Una vez finalizada la representación, Wei Rao dispuso que Bi Tao durmiera en la habitación contigua, sin necesidad de hacer guardia en la sala principal.
Después de que Bi Tao se retirara, Wei Rao le pidió a Lu Zhuo que cerrara la puerta exterior.
Cuando Lu Zhuo regresó de cerrar la puerta y apagar las lámparas del salón en la habitación secundaria, vio a Wei Rao salir de dentro cargando un juego de ropa de cama y almohadas, y arrojarlos sobre el sofá de la habitación secundaria. Ella dio una palmada con sus pequeñas manos y le dijo:
—Durante estos dos meses, dormirás afuera.
Lu Zhuo sonrió:
—Está bien.
Wei Rao no se molestó en arreglar su ropa de cama, se dio la vuelta, regresó a la habitación interior y cerró la puerta con un pestillo.
Lu Zhuo escuchó ese sonido claramente, como si Wei Rao lo estuviera mirando con ira y advirtiéndole que no albergara pensamientos inapropiados sobre ella.
Lu Zhuo sonrió con amargura. ¿En estas circunstancias, y mi madre aún esperaba tener nietos?
Tras hacer la cama y apagar la lámpara, Lu Zhuo se acostó en el sofá de la posada, que le resultaba desconocido.
Lu Zhuo rara vez soñaba con normalidad, pero esa noche, por alguna razón desconocida, soñó.
En el sueño, seguían estando en esa posada y seguían actuando. Wei Rao leía mientras él se sentaba a su lado en actitud amistosa. Más tarde, la criada se retiró y Wei Rao sacó la ropa de cama, pero la Wei Rao del sueño no se marchó con frialdad. Con mucha delicadeza y consideración, lo ayudó a hacer la cama, como una verdadera esposa.
Lu Zhuo se sintió atraído por su dulzura y no pudo evitar acercarse y abrazarla por detrás.
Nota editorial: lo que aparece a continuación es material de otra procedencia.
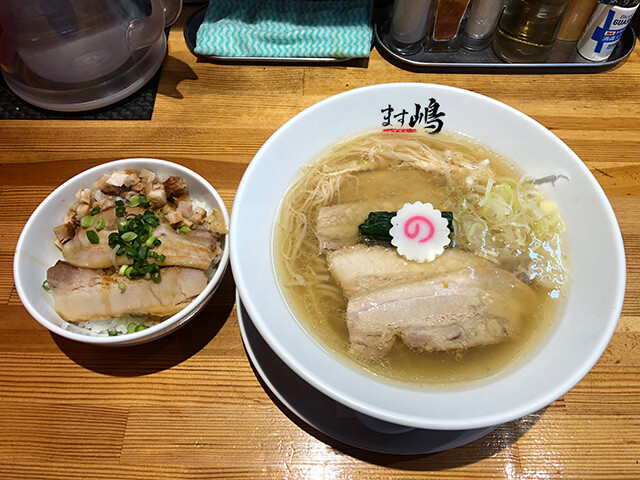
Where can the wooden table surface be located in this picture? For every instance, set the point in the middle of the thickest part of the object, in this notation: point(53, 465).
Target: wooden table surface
point(190, 405)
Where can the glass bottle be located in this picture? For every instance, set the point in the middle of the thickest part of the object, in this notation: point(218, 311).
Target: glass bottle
point(409, 25)
point(527, 30)
point(482, 22)
point(575, 19)
point(447, 25)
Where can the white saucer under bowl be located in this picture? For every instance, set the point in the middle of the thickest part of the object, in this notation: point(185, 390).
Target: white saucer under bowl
point(333, 419)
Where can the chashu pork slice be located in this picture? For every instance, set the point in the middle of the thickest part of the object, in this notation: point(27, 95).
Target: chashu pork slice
point(458, 301)
point(82, 294)
point(195, 249)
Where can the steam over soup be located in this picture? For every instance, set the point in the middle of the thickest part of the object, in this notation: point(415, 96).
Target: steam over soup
point(467, 314)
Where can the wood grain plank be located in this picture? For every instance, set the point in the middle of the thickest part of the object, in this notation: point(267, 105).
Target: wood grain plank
point(189, 406)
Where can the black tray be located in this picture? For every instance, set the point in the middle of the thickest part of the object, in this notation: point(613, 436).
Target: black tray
point(564, 57)
point(190, 36)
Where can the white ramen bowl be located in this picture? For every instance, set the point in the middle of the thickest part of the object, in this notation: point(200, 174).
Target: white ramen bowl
point(36, 252)
point(597, 266)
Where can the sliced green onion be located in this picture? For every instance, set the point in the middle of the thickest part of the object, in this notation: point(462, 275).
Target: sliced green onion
point(151, 242)
point(157, 256)
point(93, 236)
point(86, 221)
point(129, 236)
point(100, 223)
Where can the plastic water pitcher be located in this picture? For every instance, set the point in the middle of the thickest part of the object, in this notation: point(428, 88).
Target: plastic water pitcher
point(72, 55)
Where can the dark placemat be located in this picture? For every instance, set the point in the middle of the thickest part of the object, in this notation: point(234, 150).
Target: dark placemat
point(137, 106)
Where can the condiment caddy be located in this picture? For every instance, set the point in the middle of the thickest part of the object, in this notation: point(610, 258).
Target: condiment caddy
point(563, 57)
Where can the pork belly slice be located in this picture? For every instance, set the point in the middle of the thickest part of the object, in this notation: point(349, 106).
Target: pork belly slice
point(195, 249)
point(83, 294)
point(456, 302)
Ella no se resistió y cerró los ojos con timidez. La dulce fragancia de osmanthus de su cuerpo se volvió aún más intensa. Lu Zhuo no pudo controlarse y le olisqueó ligeramente el cuello mientras le preguntaba si estaba dispuesta a ser su esposa.
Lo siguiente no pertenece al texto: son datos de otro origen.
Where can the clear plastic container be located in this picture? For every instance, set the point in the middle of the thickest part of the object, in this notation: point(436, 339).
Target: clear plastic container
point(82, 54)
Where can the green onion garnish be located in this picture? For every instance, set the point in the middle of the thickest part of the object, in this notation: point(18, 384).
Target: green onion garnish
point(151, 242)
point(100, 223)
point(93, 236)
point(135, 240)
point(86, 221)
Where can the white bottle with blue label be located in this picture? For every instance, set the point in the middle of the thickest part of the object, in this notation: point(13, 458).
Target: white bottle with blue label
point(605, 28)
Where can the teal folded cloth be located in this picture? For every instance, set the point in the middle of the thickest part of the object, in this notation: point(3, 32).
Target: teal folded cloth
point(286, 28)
Ella asintió con gran alegría.
Lu Zhuo la empujó entonces contra el sofá; su cuerpo era tal y como lo había imaginado…
Soñando hasta ese punto, probablemente ningún hombre estaría dispuesto a despertar, pero Lu Zhuo se despertó sobresaltado por sus pensamientos inapropiados sobre Wei Rao.
En la noche profunda y oscura como la boca del lobo, solo quedaba su respiración agitada.
Antes de abrir los ojos, Lu Zhuo extendió la mano para palpar a su lado.
No había nada allí.
Al confirmar que Wei Rao no estaba a su lado y que todo aquello no había sido más que un sueño absurdo, la respiración de Lu Zhuo se fue calmando poco a poco.